Biography
Painter of landscapes, urban and industrial subjects, war scenes,
figure studies and flower paintings; an accomplished etcher
and lithographer who worked in a variety of styles. He attended
St John's Wood School of Art 1907-8, the Slade School 1908-12
and the Academie Julian, Paris, 1912-13, where he shared a studio
with Modigliani, worked at the Cercle Russe and made friends
with Severini.
Interested
in Cubism and Futurism, he was one of the first English artists
to be deeply influenced by new developments in Europe at that
time; his work was included in the Post-Impressionists and Futurists
exhibition at the Dore Gallery in 1913, and he organized a banquet
for the Futurist leader Marinetti in London in that year.
A founder
member of the London Group, and active in the Rebel Art Centre,
he wrote, with Marinetti, `Vital English Art: A Futurist Manifesto',
published in the Observer in 1914; he also contributed to the
second issue of Blast.

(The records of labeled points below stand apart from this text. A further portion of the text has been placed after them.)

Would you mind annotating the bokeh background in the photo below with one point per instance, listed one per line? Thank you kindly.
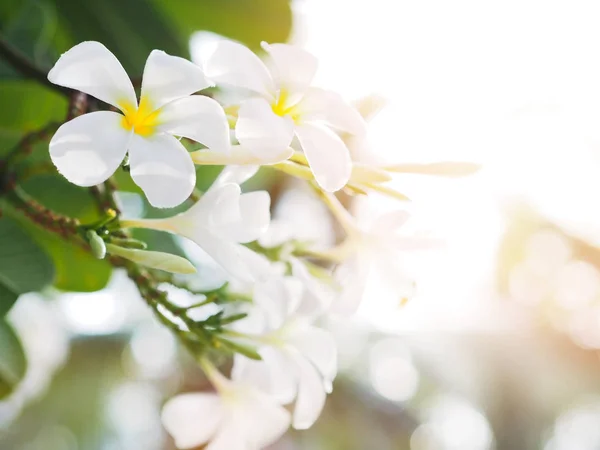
(498, 349)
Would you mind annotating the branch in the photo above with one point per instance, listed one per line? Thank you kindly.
(27, 68)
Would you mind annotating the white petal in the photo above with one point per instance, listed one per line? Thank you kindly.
(236, 174)
(162, 167)
(240, 156)
(311, 395)
(227, 254)
(167, 78)
(318, 296)
(293, 67)
(88, 149)
(192, 419)
(254, 218)
(229, 438)
(389, 223)
(235, 65)
(329, 107)
(318, 346)
(262, 131)
(91, 68)
(259, 267)
(327, 156)
(199, 118)
(223, 207)
(266, 421)
(352, 277)
(393, 275)
(217, 206)
(271, 297)
(273, 375)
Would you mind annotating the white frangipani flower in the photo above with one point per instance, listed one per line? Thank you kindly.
(237, 417)
(220, 221)
(88, 149)
(366, 249)
(299, 360)
(284, 105)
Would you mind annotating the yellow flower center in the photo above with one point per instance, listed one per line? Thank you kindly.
(141, 119)
(282, 108)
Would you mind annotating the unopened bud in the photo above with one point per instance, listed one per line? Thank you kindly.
(97, 244)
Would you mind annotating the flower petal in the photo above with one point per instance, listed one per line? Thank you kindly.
(327, 156)
(227, 254)
(262, 131)
(236, 174)
(167, 78)
(318, 346)
(235, 65)
(228, 438)
(317, 295)
(199, 118)
(352, 277)
(389, 223)
(329, 107)
(88, 149)
(266, 421)
(240, 156)
(254, 218)
(444, 169)
(259, 267)
(293, 67)
(192, 419)
(273, 375)
(218, 206)
(91, 68)
(162, 167)
(311, 395)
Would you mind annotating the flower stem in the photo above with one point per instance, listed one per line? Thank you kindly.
(22, 64)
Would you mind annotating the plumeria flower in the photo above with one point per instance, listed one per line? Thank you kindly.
(374, 249)
(88, 149)
(299, 360)
(237, 417)
(371, 172)
(282, 104)
(222, 220)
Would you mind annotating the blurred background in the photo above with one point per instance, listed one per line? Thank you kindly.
(499, 347)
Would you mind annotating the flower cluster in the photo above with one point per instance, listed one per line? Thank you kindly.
(284, 361)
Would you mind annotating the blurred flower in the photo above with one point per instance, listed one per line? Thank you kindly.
(220, 221)
(88, 149)
(236, 417)
(299, 360)
(285, 106)
(371, 248)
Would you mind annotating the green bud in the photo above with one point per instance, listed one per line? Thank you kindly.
(97, 244)
(129, 243)
(153, 260)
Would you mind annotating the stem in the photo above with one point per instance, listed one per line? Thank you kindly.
(339, 212)
(27, 68)
(57, 223)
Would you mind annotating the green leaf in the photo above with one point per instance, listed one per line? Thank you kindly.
(154, 260)
(12, 360)
(7, 299)
(24, 267)
(75, 268)
(55, 192)
(247, 21)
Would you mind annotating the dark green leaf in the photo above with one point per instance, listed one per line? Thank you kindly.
(248, 21)
(76, 269)
(24, 267)
(12, 360)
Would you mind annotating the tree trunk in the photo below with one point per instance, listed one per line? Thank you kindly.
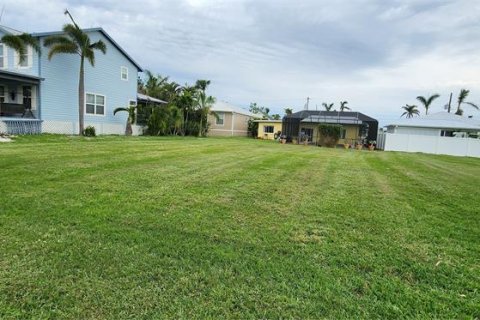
(128, 128)
(81, 96)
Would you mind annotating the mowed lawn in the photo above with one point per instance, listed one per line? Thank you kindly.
(115, 227)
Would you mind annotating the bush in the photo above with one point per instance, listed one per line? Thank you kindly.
(89, 131)
(330, 134)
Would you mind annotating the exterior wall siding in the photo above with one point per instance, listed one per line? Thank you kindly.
(234, 124)
(277, 126)
(59, 90)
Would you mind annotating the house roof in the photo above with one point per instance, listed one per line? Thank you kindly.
(440, 120)
(144, 97)
(268, 121)
(221, 106)
(330, 116)
(46, 34)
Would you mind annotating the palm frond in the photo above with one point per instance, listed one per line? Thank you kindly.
(471, 104)
(77, 35)
(99, 45)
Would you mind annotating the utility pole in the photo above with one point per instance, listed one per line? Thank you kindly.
(450, 102)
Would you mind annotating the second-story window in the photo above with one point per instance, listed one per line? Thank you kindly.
(124, 73)
(26, 61)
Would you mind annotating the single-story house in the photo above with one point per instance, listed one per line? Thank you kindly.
(228, 120)
(267, 129)
(356, 127)
(41, 95)
(438, 133)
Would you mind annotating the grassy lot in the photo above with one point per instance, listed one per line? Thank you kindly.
(234, 228)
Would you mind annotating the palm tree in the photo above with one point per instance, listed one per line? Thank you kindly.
(131, 118)
(461, 100)
(427, 102)
(20, 43)
(75, 41)
(328, 107)
(410, 111)
(204, 104)
(343, 106)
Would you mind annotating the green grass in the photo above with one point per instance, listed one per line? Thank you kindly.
(115, 227)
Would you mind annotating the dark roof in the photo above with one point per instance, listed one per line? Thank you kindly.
(20, 77)
(46, 34)
(330, 114)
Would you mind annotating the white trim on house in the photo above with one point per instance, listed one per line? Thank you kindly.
(95, 104)
(124, 71)
(29, 60)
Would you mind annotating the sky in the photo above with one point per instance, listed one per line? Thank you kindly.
(376, 54)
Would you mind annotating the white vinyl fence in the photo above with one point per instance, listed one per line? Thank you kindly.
(430, 144)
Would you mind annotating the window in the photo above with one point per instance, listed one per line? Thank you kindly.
(124, 73)
(2, 94)
(95, 104)
(220, 119)
(3, 56)
(268, 129)
(446, 133)
(27, 59)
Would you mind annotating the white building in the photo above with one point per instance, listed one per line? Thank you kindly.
(439, 133)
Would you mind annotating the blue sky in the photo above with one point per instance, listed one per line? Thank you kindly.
(376, 54)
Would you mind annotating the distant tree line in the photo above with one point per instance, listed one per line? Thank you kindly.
(186, 109)
(411, 110)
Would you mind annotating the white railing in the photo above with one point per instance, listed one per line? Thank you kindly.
(432, 144)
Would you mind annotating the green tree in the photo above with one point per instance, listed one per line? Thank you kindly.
(131, 117)
(426, 102)
(20, 43)
(410, 111)
(203, 105)
(75, 41)
(461, 100)
(328, 107)
(343, 106)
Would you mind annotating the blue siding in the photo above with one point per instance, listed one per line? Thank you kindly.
(59, 90)
(32, 70)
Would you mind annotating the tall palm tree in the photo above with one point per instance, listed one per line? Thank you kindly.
(410, 111)
(131, 117)
(426, 102)
(461, 100)
(343, 106)
(20, 43)
(204, 104)
(75, 41)
(328, 107)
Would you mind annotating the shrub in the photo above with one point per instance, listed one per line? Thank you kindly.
(89, 131)
(330, 134)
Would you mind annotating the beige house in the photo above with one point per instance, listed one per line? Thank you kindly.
(267, 129)
(228, 120)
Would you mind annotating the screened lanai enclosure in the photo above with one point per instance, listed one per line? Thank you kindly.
(303, 126)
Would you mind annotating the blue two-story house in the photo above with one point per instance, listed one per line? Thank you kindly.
(41, 95)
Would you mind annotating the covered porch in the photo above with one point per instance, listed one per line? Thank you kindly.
(19, 103)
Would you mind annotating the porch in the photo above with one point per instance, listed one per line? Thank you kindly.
(19, 103)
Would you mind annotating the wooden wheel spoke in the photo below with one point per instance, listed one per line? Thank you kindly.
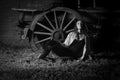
(55, 19)
(62, 20)
(49, 22)
(44, 33)
(45, 39)
(69, 30)
(69, 23)
(45, 27)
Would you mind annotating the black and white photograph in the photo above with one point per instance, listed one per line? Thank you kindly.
(59, 40)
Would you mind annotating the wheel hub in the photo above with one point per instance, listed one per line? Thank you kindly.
(58, 36)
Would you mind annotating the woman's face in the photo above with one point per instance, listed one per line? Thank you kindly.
(78, 24)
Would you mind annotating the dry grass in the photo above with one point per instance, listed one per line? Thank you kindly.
(23, 64)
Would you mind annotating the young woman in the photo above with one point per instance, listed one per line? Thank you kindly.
(74, 46)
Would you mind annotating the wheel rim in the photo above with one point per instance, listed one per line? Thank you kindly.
(53, 24)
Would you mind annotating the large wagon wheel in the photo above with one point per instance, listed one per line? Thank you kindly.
(53, 24)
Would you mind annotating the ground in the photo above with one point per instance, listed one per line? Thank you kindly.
(21, 63)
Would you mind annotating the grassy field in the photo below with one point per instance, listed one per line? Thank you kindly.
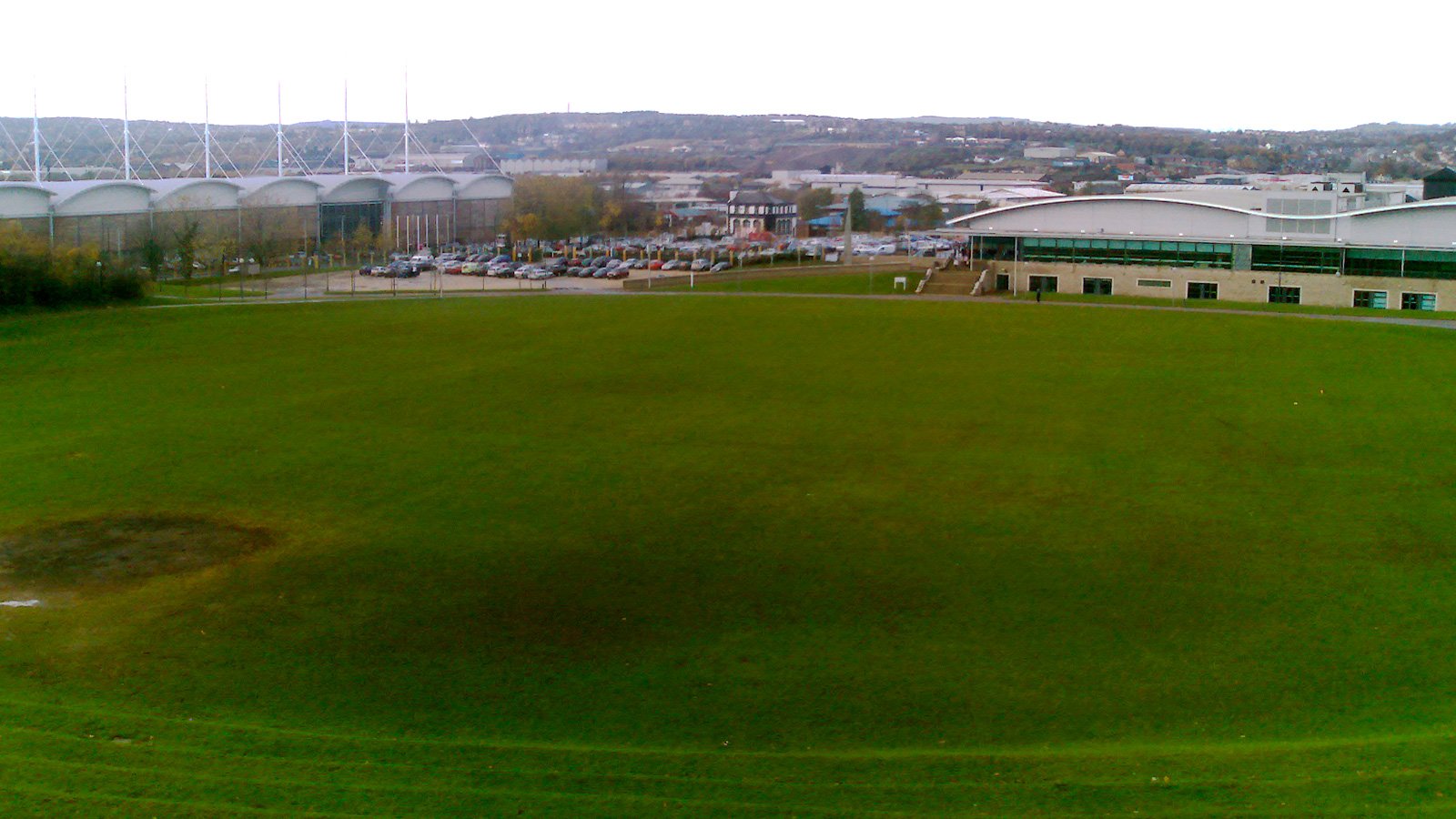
(724, 557)
(839, 283)
(1229, 305)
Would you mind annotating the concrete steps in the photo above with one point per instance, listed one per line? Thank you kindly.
(953, 283)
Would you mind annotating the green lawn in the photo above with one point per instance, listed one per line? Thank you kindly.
(733, 557)
(1229, 305)
(861, 283)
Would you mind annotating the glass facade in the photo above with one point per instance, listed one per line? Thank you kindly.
(1417, 300)
(1206, 290)
(1373, 299)
(1267, 258)
(1127, 252)
(1043, 283)
(1283, 295)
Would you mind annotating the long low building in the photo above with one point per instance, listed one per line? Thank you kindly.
(1400, 257)
(276, 215)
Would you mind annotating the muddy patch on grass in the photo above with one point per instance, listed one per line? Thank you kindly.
(113, 551)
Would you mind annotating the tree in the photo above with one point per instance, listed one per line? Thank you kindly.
(361, 242)
(271, 230)
(552, 207)
(858, 216)
(813, 201)
(187, 244)
(922, 216)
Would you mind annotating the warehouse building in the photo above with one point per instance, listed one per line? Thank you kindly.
(288, 213)
(1398, 257)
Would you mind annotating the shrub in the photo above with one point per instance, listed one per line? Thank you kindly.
(35, 276)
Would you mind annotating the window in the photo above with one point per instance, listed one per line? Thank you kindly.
(1283, 295)
(1373, 299)
(1417, 300)
(1203, 290)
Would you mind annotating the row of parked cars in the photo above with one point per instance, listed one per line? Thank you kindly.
(504, 267)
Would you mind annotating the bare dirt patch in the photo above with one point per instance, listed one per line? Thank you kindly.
(109, 551)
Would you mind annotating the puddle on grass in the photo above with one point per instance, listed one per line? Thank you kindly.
(114, 551)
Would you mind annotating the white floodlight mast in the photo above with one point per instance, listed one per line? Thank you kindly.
(207, 135)
(126, 133)
(407, 120)
(280, 128)
(35, 131)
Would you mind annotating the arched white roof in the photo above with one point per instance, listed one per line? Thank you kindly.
(484, 186)
(353, 188)
(422, 187)
(99, 196)
(280, 191)
(194, 194)
(22, 200)
(1416, 225)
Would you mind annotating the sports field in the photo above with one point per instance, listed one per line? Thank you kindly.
(577, 555)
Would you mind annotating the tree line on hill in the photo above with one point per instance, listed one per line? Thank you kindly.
(560, 207)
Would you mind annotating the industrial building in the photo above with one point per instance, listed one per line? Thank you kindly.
(286, 213)
(1398, 257)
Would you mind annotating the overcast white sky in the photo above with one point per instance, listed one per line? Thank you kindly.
(1228, 65)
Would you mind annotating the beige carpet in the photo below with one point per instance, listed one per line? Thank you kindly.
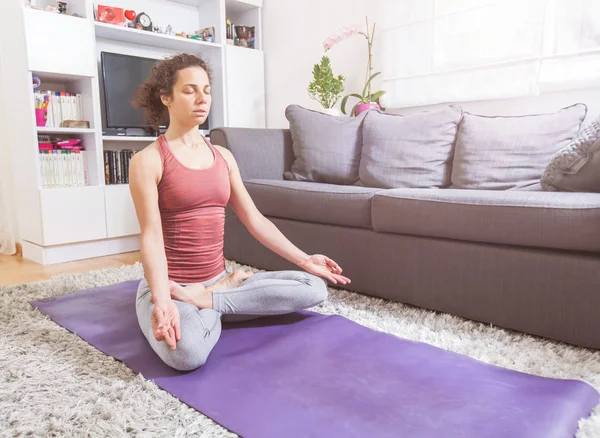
(52, 383)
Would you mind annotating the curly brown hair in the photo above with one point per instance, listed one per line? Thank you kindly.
(159, 82)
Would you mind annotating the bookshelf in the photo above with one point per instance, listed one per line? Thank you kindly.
(45, 130)
(59, 224)
(135, 36)
(128, 139)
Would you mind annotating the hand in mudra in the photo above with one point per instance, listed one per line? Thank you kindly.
(323, 266)
(165, 323)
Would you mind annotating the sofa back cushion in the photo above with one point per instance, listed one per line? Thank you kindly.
(326, 148)
(576, 167)
(501, 153)
(413, 151)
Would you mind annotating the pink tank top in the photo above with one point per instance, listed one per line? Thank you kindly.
(192, 209)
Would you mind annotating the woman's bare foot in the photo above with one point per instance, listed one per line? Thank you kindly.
(231, 281)
(195, 294)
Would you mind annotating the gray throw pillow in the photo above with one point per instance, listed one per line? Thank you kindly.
(510, 152)
(326, 148)
(412, 151)
(576, 167)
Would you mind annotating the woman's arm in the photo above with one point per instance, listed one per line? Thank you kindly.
(144, 174)
(265, 231)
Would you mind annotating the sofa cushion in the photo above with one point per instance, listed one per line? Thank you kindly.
(576, 167)
(408, 151)
(326, 148)
(313, 202)
(558, 220)
(499, 153)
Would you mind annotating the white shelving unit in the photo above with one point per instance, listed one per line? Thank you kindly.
(44, 130)
(142, 37)
(127, 138)
(70, 223)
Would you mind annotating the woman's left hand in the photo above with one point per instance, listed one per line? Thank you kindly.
(323, 266)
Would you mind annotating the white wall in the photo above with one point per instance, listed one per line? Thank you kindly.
(291, 51)
(544, 103)
(293, 36)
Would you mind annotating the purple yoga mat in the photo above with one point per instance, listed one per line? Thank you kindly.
(311, 375)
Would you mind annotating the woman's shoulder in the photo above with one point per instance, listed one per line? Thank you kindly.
(226, 154)
(148, 159)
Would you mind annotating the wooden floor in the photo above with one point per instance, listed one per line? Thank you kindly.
(16, 269)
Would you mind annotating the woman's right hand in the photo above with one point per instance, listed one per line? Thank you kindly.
(165, 323)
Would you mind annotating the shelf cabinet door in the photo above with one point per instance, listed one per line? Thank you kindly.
(73, 215)
(59, 43)
(245, 73)
(121, 219)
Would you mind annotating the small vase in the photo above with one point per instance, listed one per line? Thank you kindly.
(361, 107)
(332, 111)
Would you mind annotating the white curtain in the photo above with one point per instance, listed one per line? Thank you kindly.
(463, 50)
(7, 237)
(7, 211)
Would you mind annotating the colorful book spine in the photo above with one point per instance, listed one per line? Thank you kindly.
(63, 168)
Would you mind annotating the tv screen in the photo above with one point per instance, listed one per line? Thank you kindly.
(121, 75)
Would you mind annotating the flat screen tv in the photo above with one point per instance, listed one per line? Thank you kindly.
(121, 75)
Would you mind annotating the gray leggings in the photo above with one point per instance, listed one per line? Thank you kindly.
(264, 293)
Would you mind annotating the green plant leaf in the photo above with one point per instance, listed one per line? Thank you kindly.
(375, 96)
(367, 85)
(325, 87)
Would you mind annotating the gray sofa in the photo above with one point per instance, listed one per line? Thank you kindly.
(527, 260)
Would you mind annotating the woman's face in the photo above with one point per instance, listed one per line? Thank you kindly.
(190, 101)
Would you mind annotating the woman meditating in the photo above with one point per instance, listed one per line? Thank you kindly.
(180, 186)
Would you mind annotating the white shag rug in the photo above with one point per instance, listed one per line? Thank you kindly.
(52, 383)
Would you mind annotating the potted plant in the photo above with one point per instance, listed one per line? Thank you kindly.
(326, 88)
(367, 99)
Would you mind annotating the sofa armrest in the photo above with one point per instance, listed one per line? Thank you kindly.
(260, 153)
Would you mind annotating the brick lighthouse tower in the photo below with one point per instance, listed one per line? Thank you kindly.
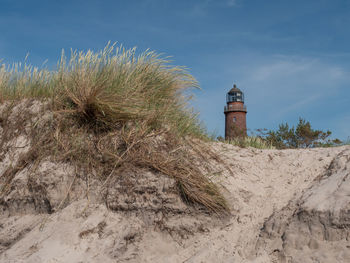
(235, 114)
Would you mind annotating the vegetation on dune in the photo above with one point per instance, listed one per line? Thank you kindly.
(301, 136)
(115, 108)
(286, 137)
(250, 141)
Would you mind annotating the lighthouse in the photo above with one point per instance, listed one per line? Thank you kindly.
(235, 114)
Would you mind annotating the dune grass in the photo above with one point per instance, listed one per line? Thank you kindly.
(115, 108)
(251, 141)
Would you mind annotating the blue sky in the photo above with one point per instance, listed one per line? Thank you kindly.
(290, 58)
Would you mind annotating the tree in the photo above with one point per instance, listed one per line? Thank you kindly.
(303, 136)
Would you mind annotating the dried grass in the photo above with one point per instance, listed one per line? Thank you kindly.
(114, 109)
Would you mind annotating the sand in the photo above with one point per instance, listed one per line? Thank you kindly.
(286, 206)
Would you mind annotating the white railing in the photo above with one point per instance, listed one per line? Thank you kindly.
(235, 108)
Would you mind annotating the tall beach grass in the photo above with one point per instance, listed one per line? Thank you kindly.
(134, 107)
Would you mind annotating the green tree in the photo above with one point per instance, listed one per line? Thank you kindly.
(302, 136)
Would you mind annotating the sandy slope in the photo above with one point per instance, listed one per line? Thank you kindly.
(286, 206)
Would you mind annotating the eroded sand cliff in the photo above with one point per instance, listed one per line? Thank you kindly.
(286, 206)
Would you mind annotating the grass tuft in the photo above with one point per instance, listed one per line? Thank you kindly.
(114, 108)
(251, 141)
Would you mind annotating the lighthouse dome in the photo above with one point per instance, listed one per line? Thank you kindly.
(235, 95)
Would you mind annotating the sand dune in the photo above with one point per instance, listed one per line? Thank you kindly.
(286, 206)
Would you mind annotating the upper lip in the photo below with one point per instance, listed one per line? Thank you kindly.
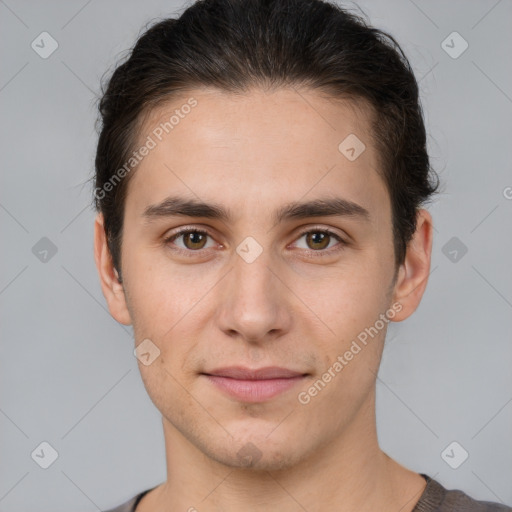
(241, 373)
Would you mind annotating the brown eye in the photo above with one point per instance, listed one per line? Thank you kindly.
(320, 242)
(194, 239)
(317, 240)
(190, 240)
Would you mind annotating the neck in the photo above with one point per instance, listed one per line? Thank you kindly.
(351, 470)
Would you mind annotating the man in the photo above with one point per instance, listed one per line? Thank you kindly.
(259, 177)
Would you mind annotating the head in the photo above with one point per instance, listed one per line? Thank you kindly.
(226, 122)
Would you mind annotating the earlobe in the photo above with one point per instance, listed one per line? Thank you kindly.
(110, 281)
(414, 272)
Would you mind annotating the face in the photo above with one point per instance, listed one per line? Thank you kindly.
(288, 262)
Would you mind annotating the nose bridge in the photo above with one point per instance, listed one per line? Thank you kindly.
(252, 304)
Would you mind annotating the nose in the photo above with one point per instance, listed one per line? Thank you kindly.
(255, 301)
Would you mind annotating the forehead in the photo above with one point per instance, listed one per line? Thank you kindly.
(257, 148)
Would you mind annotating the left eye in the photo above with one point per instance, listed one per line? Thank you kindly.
(318, 240)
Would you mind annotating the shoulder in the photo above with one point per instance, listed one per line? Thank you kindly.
(456, 501)
(437, 498)
(128, 506)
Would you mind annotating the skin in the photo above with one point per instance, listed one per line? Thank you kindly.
(252, 154)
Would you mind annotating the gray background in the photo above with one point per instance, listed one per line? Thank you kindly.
(68, 374)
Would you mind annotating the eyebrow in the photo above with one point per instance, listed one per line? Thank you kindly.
(328, 207)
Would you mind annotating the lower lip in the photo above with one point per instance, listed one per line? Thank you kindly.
(254, 390)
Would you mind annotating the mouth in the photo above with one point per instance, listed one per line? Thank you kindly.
(253, 386)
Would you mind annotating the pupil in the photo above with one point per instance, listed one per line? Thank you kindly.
(318, 238)
(193, 239)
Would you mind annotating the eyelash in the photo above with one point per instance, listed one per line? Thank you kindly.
(311, 252)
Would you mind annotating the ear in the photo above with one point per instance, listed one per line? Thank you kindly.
(414, 271)
(112, 289)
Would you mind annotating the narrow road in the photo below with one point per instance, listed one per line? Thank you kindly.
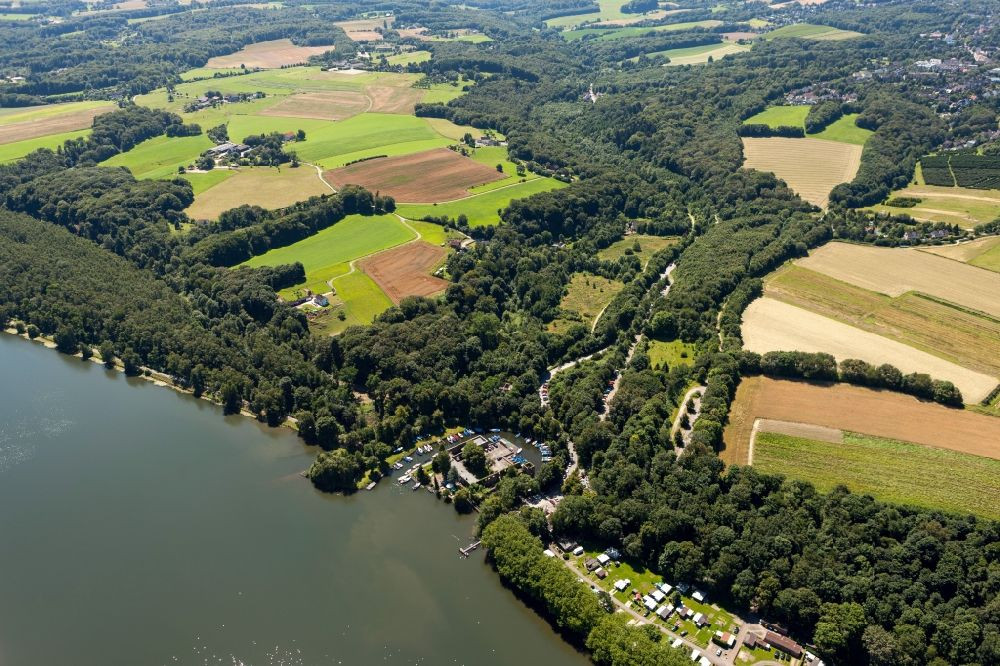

In 1915 he joined the RAMC, and was made
an Official War Artist in 1917; he was the first artist to draw
from the air. He tried to sum up the anonymity of the individual
in Column on the March, 1915, the destructiveness of war in
The Road From Arras to Bapaume, 1918, and its horror in Paths
of Glory, which was censored and earned him a reprimand from
the War Office.
His
prints, with their bold contrasts and jagged forms marked a
complete break with the Whistler tradition. In 1919 and 1920
he visited New York, and his emotional response inspired work
such as The Soul of A Soulless City, 1920.
He was
elected to the NEAC in 1929, the RBA in 1932 and as ARA in 1939.
His later landscape and flower pieces were gentler and less
radical in design than his work before 1925.